Scottish Chamber Orchestra - Mozart: Opera Arias & Overtures - Gramophone
In Covent Garden's recent Don Giovanni Elizabeth Watts threatened to steal the show with her alluringly sensuous Zerlina. Even without her delightful stage presence, you can hear why in 'Batti, batti' and 'Vedrai carino', both sung here with a seductive tenderness devoid of soubrettish pouts and simpers. In Susanna's 'Deh vieni non tardar', too, Watts catches a specific quality of amorous yearning, shading to a dream of future bliss in the final bars - though she seems to want to take the aria a notch slower than conductor Christian Baldini. Since her debut disc of Schubert
Lieder, Watts's lyric soprano has gradually ripened and deepened without losing its purity. With its admixture of mezzo warmth allied to secure, shining high notes, hers is now an ideal Fiordiligi voice. In 'Per pietà' her technical mastery (immaculate runs, precipitous leaps taken with poise) and urgency of feeling make one eager to hear her in the role on stage - and frustrated that she does not also include Fiordiligi's imperious 'Come scoglio'.
Watts's intense and, again, specifically characterised singing of llia's opening number in Idomeneo, outrage and anguish softening only the major-keyed music of the aria, likewise whets the appetite to hear her in the complete opera. On this evidence her fire and spirit would be a match for any Elettra. She and Baldini surely miss a trick, though, by omitting the first half of llia's accompanied recitative, designed to follow the quiet, ominous close of the Overture without a break. If you know the opera, the hiatus will come as a mild shock.
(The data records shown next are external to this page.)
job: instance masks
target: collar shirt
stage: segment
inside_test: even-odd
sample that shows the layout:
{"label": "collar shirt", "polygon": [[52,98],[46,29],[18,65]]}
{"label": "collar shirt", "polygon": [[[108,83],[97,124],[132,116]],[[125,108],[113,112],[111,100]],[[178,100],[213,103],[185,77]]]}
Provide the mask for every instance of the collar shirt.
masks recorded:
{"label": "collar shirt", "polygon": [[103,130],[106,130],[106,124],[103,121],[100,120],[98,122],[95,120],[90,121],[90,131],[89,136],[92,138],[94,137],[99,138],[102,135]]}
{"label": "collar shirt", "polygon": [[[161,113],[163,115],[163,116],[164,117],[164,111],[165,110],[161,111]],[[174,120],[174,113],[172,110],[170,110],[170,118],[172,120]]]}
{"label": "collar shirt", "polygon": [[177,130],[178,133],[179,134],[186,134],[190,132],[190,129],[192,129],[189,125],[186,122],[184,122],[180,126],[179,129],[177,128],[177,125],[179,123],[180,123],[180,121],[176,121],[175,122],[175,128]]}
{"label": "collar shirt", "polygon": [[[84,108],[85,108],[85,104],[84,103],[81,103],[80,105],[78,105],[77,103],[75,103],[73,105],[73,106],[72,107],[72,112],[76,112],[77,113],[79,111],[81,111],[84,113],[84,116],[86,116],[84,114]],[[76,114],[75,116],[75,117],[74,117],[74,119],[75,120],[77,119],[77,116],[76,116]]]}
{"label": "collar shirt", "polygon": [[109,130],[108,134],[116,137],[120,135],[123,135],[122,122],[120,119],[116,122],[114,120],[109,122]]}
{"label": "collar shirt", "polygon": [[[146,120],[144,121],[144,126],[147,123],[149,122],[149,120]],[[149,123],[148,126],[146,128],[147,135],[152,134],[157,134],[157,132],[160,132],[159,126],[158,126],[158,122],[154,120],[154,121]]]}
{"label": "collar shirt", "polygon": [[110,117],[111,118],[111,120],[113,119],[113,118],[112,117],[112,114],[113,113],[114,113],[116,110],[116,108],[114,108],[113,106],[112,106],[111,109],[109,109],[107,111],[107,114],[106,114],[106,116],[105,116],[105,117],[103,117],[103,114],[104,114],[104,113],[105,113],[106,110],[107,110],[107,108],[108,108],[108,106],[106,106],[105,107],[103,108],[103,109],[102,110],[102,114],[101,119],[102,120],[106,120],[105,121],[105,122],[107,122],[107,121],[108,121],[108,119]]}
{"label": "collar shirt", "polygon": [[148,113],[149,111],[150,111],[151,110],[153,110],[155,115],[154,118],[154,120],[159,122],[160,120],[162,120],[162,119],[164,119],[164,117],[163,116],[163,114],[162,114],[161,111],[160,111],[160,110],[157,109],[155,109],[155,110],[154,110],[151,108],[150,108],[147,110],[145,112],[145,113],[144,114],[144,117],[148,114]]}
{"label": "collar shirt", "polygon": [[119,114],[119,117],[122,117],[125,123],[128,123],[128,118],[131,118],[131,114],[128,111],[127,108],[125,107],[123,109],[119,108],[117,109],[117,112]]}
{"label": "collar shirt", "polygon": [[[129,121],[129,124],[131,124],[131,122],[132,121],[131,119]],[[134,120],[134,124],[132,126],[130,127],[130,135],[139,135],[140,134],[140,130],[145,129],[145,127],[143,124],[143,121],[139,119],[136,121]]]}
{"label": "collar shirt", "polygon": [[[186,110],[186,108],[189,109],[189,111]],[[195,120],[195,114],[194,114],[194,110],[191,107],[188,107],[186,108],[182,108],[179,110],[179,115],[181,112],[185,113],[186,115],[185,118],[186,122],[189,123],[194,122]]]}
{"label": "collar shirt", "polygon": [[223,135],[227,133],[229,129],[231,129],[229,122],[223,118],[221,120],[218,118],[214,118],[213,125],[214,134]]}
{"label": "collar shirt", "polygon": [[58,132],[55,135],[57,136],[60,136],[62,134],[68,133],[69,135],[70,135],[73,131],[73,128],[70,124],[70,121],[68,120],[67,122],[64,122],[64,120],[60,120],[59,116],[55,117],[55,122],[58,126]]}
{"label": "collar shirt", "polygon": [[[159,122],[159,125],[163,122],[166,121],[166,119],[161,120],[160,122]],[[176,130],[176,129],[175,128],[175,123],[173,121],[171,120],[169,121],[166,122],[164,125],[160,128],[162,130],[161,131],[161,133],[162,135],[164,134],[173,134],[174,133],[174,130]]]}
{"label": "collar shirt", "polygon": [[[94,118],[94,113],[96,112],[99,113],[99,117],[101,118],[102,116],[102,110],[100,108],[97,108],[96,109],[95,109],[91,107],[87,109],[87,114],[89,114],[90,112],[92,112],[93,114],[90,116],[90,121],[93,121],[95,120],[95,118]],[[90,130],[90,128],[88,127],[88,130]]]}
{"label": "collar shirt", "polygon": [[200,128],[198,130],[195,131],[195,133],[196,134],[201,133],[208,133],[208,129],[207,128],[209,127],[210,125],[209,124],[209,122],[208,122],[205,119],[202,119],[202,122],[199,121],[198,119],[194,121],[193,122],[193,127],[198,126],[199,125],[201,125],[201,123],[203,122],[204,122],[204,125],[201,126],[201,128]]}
But Watts's deeply felt singing, here and elswhere, and the colourful playing of the Scottish Chamber Orchestra in the overtures, their sinewy, period-influenced Mozartian style honed under Mackerras, are fair compensation.
The track that moved me most of all was the exquisite minuet song in which Servilia pleads to Vitellia to confess her guilt to the Emperor Titus - a cathartic moment in the opera. Watts chooses an unusually broad tempo (shades here of the Adagio of Mozart's Clarinet Concerto), and vindicates it with the mingled grace and unexaggerated fervour of her singing, the orchestra swelling and ebbing in delicate sympathy.